Users may be willing to pay a premium for legality, but perhaps not as many of them as Ottawa hoped. After surveying the experience of Washington and Colorado, two states that have tried legalization, one American think tank recommended going slow on weed taxes, and phasing them in gradually to help the market’s legal players find their footing.

After all, Canadian cannabis retailers hardly offer convenience as a selling point. The retail rollout has been slow; in many provinces, it’s still difficult to find legal pot. On legalization day, there was just one licensed store in all of British Columbia. In Ontario, there will be no bricks-and-mortar retail outlets until April 1, when the province’s first 25 licensed private-sector pot stores will open.

And so, a short-sighted hunger for government revenue and a misguided effort to coddle consumers has put the legal cannabis market in the strange position of being low on product and customers alike.

Again, it’s still early in the game. Canada is the first large country to attempt national legalization. (Tiny Uruguay beat us to it.) In an experiment of this size, growing pains are to be expected. The missteps so far have been more or less well intended, as cannabis is not harmless and governments are right to worry about its health effects.

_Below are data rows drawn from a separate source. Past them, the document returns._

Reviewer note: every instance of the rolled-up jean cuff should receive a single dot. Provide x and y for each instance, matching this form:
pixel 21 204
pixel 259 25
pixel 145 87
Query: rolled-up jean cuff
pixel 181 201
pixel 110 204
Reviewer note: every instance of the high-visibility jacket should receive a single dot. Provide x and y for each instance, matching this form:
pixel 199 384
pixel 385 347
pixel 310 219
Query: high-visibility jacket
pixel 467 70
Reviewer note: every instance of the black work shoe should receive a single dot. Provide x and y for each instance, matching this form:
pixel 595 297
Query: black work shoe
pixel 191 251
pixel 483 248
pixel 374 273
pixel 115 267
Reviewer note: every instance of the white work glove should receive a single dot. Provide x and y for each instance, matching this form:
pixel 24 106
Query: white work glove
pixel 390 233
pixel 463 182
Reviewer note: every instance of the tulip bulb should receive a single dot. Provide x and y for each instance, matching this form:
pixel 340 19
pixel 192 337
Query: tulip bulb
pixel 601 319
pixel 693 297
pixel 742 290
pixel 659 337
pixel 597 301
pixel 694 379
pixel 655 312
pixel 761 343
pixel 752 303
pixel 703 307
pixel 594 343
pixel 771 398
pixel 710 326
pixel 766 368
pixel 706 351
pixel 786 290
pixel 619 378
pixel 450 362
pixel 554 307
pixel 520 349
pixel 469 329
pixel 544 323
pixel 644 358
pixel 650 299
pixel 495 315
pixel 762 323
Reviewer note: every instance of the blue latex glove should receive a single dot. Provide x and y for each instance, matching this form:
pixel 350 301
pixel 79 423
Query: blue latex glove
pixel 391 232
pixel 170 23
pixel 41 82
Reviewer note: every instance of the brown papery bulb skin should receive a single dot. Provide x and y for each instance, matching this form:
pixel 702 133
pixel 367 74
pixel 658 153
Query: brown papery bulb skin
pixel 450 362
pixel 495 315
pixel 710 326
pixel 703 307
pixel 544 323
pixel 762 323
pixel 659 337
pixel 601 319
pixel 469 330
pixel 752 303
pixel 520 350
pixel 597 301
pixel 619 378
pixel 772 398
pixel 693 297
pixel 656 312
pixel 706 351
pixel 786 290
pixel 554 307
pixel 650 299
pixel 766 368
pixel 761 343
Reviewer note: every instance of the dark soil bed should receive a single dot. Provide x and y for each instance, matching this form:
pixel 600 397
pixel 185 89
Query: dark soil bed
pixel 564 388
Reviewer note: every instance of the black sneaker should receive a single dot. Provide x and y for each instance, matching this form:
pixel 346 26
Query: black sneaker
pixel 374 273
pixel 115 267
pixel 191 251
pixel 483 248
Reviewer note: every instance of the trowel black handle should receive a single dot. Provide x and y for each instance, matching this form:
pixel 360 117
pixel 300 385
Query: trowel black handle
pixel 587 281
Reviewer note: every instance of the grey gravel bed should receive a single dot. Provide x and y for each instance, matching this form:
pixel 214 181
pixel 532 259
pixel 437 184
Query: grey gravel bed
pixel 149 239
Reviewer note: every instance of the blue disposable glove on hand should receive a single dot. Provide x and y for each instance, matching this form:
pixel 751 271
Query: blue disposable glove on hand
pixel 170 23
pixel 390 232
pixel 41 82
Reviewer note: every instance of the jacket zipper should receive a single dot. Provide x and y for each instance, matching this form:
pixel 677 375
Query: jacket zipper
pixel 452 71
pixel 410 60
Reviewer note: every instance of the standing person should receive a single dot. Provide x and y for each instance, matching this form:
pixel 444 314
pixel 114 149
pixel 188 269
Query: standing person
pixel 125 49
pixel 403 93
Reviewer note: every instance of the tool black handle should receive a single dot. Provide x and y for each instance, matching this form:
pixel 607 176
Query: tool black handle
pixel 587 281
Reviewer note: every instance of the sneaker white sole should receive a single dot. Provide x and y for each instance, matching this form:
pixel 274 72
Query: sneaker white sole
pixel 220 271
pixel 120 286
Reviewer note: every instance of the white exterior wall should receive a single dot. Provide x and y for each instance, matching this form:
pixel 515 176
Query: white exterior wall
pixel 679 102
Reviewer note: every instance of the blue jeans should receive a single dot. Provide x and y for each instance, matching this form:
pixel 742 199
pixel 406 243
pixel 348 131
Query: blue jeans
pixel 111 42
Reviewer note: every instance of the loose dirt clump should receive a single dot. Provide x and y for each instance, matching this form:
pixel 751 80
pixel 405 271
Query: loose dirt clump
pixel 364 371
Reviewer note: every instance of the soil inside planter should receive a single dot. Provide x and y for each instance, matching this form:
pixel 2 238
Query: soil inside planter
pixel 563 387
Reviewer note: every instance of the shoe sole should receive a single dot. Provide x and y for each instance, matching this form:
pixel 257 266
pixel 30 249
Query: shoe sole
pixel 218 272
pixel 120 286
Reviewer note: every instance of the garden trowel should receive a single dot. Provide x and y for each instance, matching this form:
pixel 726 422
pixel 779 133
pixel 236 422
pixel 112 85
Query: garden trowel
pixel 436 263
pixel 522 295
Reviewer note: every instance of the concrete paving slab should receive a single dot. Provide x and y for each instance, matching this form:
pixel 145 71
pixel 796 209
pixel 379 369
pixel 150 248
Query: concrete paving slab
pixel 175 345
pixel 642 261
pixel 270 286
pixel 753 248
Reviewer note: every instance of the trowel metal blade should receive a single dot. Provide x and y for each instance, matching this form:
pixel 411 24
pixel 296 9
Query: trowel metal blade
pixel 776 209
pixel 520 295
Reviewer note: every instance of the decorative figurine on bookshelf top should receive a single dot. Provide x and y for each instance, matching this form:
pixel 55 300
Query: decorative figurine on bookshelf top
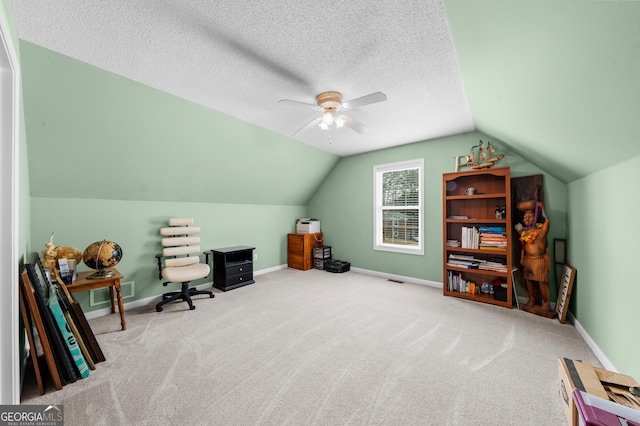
pixel 480 157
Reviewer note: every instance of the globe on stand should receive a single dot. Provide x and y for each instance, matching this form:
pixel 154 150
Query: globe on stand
pixel 102 256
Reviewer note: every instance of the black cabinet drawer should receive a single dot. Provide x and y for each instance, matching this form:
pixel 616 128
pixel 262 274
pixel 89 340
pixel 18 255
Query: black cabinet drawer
pixel 239 279
pixel 239 269
pixel 232 267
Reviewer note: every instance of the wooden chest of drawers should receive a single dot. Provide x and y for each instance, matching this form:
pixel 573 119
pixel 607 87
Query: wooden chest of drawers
pixel 300 249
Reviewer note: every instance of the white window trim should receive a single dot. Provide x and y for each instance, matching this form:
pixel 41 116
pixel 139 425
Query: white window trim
pixel 377 206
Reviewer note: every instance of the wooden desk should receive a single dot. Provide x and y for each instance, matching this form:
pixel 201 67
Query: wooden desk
pixel 83 284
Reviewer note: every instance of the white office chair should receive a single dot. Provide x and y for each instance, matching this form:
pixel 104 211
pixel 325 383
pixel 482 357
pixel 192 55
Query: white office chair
pixel 181 264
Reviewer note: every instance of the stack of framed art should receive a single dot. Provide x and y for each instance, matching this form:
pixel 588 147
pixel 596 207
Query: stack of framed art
pixel 59 336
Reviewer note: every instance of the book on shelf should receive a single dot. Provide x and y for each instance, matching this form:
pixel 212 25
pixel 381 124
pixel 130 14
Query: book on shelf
pixel 470 237
pixel 453 243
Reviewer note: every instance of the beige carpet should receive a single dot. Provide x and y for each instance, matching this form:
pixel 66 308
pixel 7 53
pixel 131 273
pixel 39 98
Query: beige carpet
pixel 315 348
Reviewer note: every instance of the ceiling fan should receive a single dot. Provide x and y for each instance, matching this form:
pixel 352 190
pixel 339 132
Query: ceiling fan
pixel 330 103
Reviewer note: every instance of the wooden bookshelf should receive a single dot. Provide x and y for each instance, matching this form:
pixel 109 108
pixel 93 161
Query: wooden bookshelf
pixel 464 217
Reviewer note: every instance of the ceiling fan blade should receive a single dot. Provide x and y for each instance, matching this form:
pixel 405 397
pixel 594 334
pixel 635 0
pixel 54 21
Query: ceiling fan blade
pixel 296 103
pixel 353 124
pixel 308 125
pixel 365 100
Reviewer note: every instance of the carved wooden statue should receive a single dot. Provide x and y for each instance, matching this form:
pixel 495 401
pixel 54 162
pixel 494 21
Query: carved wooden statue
pixel 534 257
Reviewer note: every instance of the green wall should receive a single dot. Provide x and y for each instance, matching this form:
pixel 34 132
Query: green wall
pixel 134 226
pixel 344 204
pixel 603 211
pixel 113 159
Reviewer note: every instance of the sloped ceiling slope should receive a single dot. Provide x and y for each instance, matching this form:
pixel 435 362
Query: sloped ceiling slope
pixel 241 58
pixel 557 81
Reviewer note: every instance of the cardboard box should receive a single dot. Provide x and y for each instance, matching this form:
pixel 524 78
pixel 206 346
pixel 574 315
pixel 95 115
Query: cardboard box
pixel 595 381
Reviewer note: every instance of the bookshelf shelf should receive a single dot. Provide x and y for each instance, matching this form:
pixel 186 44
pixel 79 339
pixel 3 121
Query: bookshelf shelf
pixel 477 251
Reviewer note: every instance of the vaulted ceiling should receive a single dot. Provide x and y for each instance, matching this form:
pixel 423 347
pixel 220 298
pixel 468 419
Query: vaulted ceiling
pixel 556 82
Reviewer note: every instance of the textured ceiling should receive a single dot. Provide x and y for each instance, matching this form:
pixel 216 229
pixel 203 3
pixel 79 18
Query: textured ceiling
pixel 242 57
pixel 556 81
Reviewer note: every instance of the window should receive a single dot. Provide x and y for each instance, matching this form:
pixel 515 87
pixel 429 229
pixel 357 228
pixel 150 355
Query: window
pixel 398 198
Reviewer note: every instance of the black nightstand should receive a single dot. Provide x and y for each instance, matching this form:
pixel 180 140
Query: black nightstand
pixel 232 267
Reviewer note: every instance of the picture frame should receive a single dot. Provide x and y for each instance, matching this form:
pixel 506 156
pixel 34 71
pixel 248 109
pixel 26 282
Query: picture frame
pixel 564 292
pixel 79 320
pixel 38 283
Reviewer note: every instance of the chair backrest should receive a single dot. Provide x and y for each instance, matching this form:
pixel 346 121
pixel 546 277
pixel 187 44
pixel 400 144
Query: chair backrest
pixel 180 243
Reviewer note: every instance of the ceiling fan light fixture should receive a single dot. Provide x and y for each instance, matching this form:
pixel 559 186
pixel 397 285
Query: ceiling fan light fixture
pixel 327 117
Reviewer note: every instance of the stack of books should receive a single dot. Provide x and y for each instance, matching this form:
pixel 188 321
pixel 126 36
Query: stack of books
pixel 463 261
pixel 493 238
pixel 470 237
pixel 497 265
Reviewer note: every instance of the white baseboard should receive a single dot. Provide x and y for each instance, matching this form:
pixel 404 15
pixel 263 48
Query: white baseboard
pixel 602 357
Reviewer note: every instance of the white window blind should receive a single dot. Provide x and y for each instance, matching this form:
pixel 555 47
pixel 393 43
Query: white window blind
pixel 398 202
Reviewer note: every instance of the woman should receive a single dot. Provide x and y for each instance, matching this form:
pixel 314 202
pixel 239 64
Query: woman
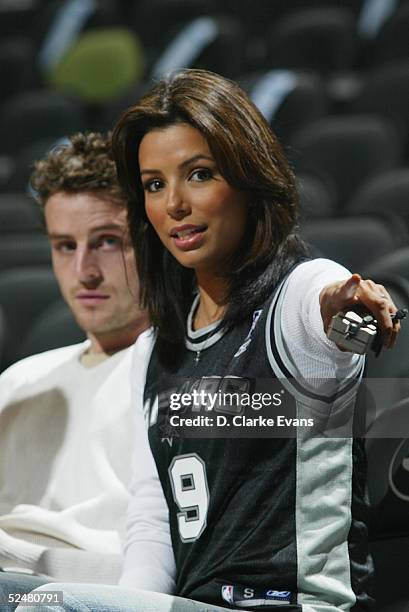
pixel 272 523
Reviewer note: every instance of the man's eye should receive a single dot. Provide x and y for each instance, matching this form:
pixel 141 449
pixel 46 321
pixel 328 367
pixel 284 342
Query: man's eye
pixel 109 242
pixel 153 186
pixel 201 174
pixel 65 247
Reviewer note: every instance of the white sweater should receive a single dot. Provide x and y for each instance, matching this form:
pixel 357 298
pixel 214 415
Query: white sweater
pixel 66 438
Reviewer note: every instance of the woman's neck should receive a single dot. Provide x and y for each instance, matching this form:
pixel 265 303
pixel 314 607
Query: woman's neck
pixel 211 305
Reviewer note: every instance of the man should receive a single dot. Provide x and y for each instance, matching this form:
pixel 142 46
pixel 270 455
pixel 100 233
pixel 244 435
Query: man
pixel 66 422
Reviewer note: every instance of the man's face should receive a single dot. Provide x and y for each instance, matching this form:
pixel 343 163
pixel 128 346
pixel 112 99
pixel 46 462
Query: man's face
pixel 94 264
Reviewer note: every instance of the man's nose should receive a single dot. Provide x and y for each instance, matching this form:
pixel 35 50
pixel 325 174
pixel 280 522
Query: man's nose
pixel 87 267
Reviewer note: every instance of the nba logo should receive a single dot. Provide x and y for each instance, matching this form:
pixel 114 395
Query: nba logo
pixel 227 593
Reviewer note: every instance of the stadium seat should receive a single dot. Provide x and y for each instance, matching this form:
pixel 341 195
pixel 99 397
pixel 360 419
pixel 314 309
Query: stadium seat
pixel 395 262
pixel 52 328
pixel 391 42
pixel 388 484
pixel 322 39
pixel 17 66
pixel 212 43
pixel 388 192
pixel 19 213
pixel 317 201
pixel 345 150
pixel 385 91
pixel 38 115
pixel 355 242
pixel 174 15
pixel 288 99
pixel 24 293
pixel 24 249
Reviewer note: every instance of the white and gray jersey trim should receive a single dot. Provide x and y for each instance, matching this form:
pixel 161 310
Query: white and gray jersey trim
pixel 320 517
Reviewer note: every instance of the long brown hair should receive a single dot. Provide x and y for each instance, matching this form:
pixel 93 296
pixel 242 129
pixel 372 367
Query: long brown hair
pixel 249 157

But with legal pot, there is such a thing as an excess of caution. The delay in setting up a legal market has real costs for society. Remember, there is a parallel black market in cannabis that is robust and efficient, where the dealers do not care about your health and sometimes carry guns. And, unlike their legal counterparts, Canada’s black-market dealers have plenty of supply and – for now, at any rate – plenty of demand.